Civitavecchia Porto – PAS, l’archiviazione di “Pirro” per il presidente Di Majo (ancora indagato) e il POA del 2018 che nessuno vuol firmare

Intanto fa diramare un comunicato farlocco sui traffici in aumento ma si dimentica di citare il carbone che banalizza come prodotti petroliferi

CIVITAVECCHIA – Un conto è archiviare e un conto chiedere a qualcun’altro di farlo. Se non fosse stata diffusa la nota degli avvocati (uno addirittura incompatibile) del solerte e raggiante “sciatore butterato“, ovvero Francesco Maria Di Majo, chi lo aveva denunciato non avrebbe potuto avvalersi delle tutele di legge. Cioè opporsi alla richiesta di archiviazione e chiedere il rinvio a giudizio dell’ancora indagato, giova ricordare, presidente di “Moletto Vespucci“.

Secondo il codice di procedura penale, il querelante può opporsi e chiedere, fornendo quei dettagli che eventualmente sono sfuggiti all’inquirente, un supplemento di indagine.

C’è tempo venti giorni per presentare opposizione.
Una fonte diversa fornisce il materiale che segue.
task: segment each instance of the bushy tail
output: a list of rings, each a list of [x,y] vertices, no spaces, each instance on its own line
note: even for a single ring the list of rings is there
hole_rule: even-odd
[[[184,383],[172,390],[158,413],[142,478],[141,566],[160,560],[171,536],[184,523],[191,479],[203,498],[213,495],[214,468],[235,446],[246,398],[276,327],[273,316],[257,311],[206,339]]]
Se non fosse stato per quel comunicato stampa del genere “annunciaziò – annunciaziò” del duo Mereu e Urcioli, quei venti giorni sarebbero passati nel silenzio più assoluto e impedito a chi offeso, di fare i propri passi.

Bene, quei passi sembrerebbero scontati come altrettanto scontata è l’altra inchiesta che la Polmare sta portando avanti da giorni. Un via vai di agenti della PAS che si alternano negli uffici e che rispondo, tutti, alle stesse quattro, cinque domande.
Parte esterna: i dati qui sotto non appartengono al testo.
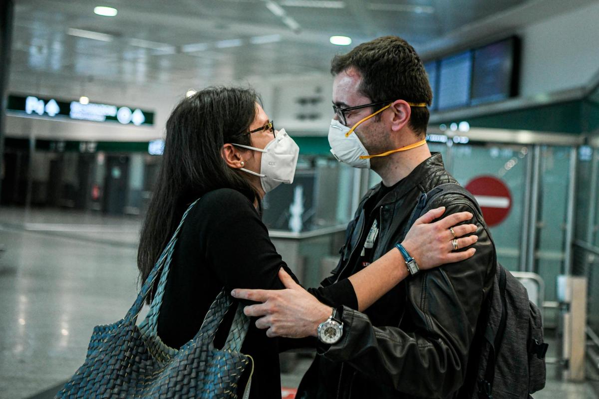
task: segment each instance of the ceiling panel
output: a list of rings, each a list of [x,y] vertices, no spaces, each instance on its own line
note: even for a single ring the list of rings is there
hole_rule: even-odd
[[[358,43],[394,34],[417,45],[523,2],[106,0],[102,5],[119,10],[110,18],[94,14],[99,3],[91,0],[20,0],[11,71],[131,85],[189,81],[190,86],[326,72],[332,56],[348,50],[329,43],[331,35]],[[297,23],[299,32],[273,7]]]

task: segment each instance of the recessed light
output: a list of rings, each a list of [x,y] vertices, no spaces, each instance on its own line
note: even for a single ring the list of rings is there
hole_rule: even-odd
[[[94,7],[93,13],[97,14],[98,15],[101,15],[103,17],[114,17],[116,16],[118,13],[116,8],[113,8],[112,7],[106,7],[104,6],[98,6],[97,7]]]
[[[349,45],[352,44],[352,39],[347,36],[331,36],[329,41],[336,45]]]

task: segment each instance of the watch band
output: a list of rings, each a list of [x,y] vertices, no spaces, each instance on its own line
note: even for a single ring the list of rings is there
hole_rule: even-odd
[[[408,267],[408,271],[410,272],[410,274],[414,275],[420,271],[420,269],[418,267],[418,264],[416,263],[416,260],[410,255],[407,250],[404,248],[404,246],[401,243],[395,244],[395,248],[400,250],[401,252],[402,256],[404,257],[404,259],[406,260],[406,266]]]

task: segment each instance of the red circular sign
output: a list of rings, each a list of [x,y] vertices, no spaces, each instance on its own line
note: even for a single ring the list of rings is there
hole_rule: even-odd
[[[492,176],[479,176],[465,187],[480,205],[483,217],[489,227],[503,222],[512,209],[512,195],[503,181]]]

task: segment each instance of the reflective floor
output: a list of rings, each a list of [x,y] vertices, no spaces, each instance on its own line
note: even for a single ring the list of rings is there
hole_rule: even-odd
[[[128,218],[0,208],[0,398],[34,397],[68,379],[93,326],[125,314],[137,289],[138,229]],[[309,362],[296,361],[283,385],[297,386]],[[553,375],[548,367],[535,399],[598,397],[590,383]]]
C’è un’inchiesta. Questa diversa dalle altre citate e che, come nel caso non conclusosi della richiesta di archiviazione, vede diverse posizioni iscritte nel registro delle notizie di reato a carico di persone note (modello 21).
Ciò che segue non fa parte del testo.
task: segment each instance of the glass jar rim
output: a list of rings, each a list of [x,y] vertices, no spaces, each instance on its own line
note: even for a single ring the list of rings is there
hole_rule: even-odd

Probabilmente il presidente Di Majo, consapevole dell’arrivo degli ispettori, sta tentando, piuttosto maldestramente, di alzare una cortina di fumo in mezzo a così tanta nebbia.

Ad esempio ha diramato un comunicato sui traffici in aumento nel Porto di Civitavecchia tutto da ridere e dove, guarda caso, si dimentica di citare il carbone e lo trasforma in prodotti petroliferi.

Al di là delle favolette che cerca di raccontare, c’è una tragedia che sta per consumarsi. Quella relativa alla PAS. Ieri mattina, come da noi pronosticato, il POA 2018 già scaduto non è stato votato. Nessuno ha avuto il coraggio di firmare quel documento già bocciato dai revisori contabili della società in house dell’AdSP.

Il direttore tecnico nonché commissario sostituto dell’amministratore unico Vincenzo Conte ha dimostrato grande abilità. Ha incontrato i sindacati e gli ha promesso stipendi e tredicesime pagate. Li ha convinti che il POA 2018 sarà firmato la prossima settimana (forse dai commissari?) dopo che il comitato di gestione avrà rivisto il contratto della PAS e lo trasformerà in modo retroattivo per mettere tutto il mondo paro.

Quelli del sindacato che hanno incontrato Conte ieri pomeriggio hanno fatto come “madama e la marchesa”. Non hanno redatto un verbale. Non hanno fatto prendere un impegno scritto al direttore tecnico Conte. Non hanno ottenuto garanzie ma solamente chiacchiere. “Bla-Bla-Bla” che tanto piace al presidente Di Majo che però ha dimenticato un piccolissimo particolare. Da lunedì, quando ci saranno i commissari negli uffici dell’ex Molo Vespucci (oggi Moletto) torneremo a raccontare tutte le cose buone fatte da questo personaggio tanto inutile quanto dannoso.